Semykin shrugged. ‘Possibly. Or else there might be something underneath the paint. An X-ray might reveal it, or ultraviolet light perhaps.’ He tilted the painting on its side and squinted along the flat surface of the canvas, like a man taking aim down a gunsight. ‘But I doubt you will find anything. The paint is very thin, and I don’t believe there is anything beneath it. The trouble is, once you start ripping it apart, the painting itself will be destroyed. Is that a risk you are prepared to take?’
‘Not yet,’ replied Pekkala.
‘Two men died to protect this painting,’ protested Kirov. ‘They obviously thought it was valuable.’
‘They did not die protecting the painting,’ countered Semykin. ‘The reason they died was to protect its secret. Whatever that secret is lies beyond my expertise. I’ve told you everything I can.’
‘And if an X-ray turns
up nothing,’ said Kirov, ‘we will be right back where we started.’
‘There is someone else you could take this to,’ suggested Semykin.

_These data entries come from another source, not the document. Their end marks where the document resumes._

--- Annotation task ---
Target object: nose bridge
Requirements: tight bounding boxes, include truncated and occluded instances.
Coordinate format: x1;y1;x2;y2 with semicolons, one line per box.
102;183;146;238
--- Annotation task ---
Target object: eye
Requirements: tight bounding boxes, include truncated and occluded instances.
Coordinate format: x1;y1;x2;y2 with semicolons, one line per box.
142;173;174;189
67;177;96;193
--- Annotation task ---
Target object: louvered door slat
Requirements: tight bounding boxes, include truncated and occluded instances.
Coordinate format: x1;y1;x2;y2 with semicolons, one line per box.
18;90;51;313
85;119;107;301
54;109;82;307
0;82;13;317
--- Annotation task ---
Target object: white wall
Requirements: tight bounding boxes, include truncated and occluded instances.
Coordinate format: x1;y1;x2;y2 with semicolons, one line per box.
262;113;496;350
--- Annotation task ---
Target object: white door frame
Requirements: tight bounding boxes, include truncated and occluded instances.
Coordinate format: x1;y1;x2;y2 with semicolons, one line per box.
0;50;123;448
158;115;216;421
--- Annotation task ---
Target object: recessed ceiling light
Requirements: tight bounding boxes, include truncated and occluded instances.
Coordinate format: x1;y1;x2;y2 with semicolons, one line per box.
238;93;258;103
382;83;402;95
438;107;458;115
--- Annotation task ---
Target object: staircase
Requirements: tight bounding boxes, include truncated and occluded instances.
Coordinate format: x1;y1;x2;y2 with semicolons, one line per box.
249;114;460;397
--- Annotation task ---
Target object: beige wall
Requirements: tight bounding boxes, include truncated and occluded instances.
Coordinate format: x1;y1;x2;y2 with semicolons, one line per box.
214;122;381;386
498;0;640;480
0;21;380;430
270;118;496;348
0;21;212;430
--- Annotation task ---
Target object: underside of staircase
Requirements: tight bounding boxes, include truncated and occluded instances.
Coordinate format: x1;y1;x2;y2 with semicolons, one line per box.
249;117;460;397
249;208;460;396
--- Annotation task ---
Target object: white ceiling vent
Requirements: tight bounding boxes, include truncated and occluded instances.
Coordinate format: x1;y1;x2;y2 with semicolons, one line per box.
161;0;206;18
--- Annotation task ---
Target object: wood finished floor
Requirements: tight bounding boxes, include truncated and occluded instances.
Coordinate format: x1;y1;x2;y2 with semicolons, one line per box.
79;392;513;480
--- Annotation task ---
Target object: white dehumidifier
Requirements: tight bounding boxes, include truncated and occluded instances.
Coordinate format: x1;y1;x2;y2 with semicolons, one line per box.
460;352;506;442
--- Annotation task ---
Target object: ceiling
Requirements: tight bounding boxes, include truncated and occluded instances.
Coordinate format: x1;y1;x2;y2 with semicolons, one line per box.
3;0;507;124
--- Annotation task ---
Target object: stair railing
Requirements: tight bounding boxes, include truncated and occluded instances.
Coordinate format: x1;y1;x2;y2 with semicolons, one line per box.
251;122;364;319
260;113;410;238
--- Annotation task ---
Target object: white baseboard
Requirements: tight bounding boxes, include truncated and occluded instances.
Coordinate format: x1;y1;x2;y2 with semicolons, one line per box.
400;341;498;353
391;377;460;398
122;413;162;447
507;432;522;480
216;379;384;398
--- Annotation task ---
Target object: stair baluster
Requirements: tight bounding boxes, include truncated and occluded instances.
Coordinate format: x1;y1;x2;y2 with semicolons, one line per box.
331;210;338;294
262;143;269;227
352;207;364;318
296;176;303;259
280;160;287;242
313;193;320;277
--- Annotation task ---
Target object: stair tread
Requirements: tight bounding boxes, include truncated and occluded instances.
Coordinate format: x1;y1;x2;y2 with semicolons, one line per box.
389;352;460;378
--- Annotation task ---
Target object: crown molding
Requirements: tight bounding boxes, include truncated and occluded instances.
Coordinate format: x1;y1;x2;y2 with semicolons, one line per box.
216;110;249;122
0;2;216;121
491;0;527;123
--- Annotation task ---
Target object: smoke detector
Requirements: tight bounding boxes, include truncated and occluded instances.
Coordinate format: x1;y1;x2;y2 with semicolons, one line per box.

‘And who is that?’ asked Pekkala.
‘Her name is Churikova. Polina Churikova. Until the war broke out, she was a student at the Moscow State Institute of Art. She spent the summer of 1940 as my assistant. Her speciality was forensics.’
‘But specialising in forensics makes her a student of crime, not of art,’ said Pekkala.
‘Actually,’ Semykin told him, ‘it made her a student of both. The business of art forgery is extremely lucrative. It is also more widespread than most people can imagine. It’s possible, for example, that up to a third of the paintings in the world’s great art museums could be fakes. By making a chemical analysis of a painting, using microscopic portions of the paint, the wood, the canvas and so on, those trained in forensics can determine whether an art work is authentic. But Polina Churikova was not only my student. She was also my friend. She was the only person who came to visit me before I began serving my sentence here at Lubyanka.’
‘When was that?’
‘Only a few weeks ago.’
‘And do you know where we can find her now?’
Semykin shrugged. ‘Ask the Red Army. When Churikova came to see me, she was in uniform, like everybody else. At the time, she said she was stationed in Moscow, but where she might be now is anybody’s guess. She told me she had joined the Army Signals Branch in late June, right after the Germans attacked, and subsequently became a cryptographer. Apparently, she has already made a name for herself by breaking something called the Ferdinand Cipher, which the Fascists were using to communicate between Berlin and their front-line headquarters.’
‘How does someone who studies forensics end up as a cryptographer?’ asked Kirov.
‘The two fields are quite similar,’ explained Semykin. ‘Forensics taught her to uncover things that lay hidden in works of art in order to determine whether they were originals or fakes. The forger will always leave traces, sometimes by accident, sometimes on purpose. Now, instead of paintings or sculptures, she finds what has been hidden in the labyrinth of words and numbers.’